Optimality and Suboptimality of MPPI Control in Stochastic and Deterministic Settings
Hannes Homburger, Florian Messerer, Moritz Diehl, Johannes Reuter
TL;DR
The paper analyzes Model Predictive Path Integral (MPPI) control from a stochastic optimal control perspective, showing that standard MPPI solves three related OCPs—CLS-OCP, OLS-OCP, and DET-OCP—under an input-noise interpretation. It introduces a beta-scaling parameter that tunes sampling uncertainty and proves that, in smooth unconstrained problems, the suboptimality of the MPPI control scales as $O(\beta^2)$ while the suboptimality of the value function scales as $O(\beta^4)$. The authors derive a Laplace-method-based convergence result for the deterministic case, showing that MPPI trajectories converge to the true DET-OCP solution as $\beta \to 0$. They also discuss computational aspects, including Monte Carlo sampling, importance sampling corrections, and GPU-friendly implementations, and illustrate the theory with numerical experiments. These results provide principled guidance for tuning MPPI hyperparameters in robotics and reinforcement learning applications.
Abstract
Model predictive path integral (MPPI) control has recently received a lot of attention, especially in the robotics and reinforcement learning communities. This letter aims to make the MPPI control framework more accessible to the optimal control community. We present three classes of optimal control problems and their solutions by MPPI. Further, we investigate the suboptimality of MPPI to general deterministic nonlinear discrete-time systems.
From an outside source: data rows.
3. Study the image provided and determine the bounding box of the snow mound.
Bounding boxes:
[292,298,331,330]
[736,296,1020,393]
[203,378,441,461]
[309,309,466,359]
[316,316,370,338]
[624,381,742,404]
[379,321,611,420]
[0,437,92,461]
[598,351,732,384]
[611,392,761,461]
Here, suboptimality is defined as the deviation between the control provided by MPPI and the optimal solution to the deterministic optimal control problem. Our findings are that in a smooth and unconstrained setting, the growth of suboptimality in the control input trajectory is second-order with the scaling of uncertainty. The results indicate that the suboptimality of the MPPI solution can be modulated by appropriately tuning the hyperparameters. We illustrate our findings using numerical examples.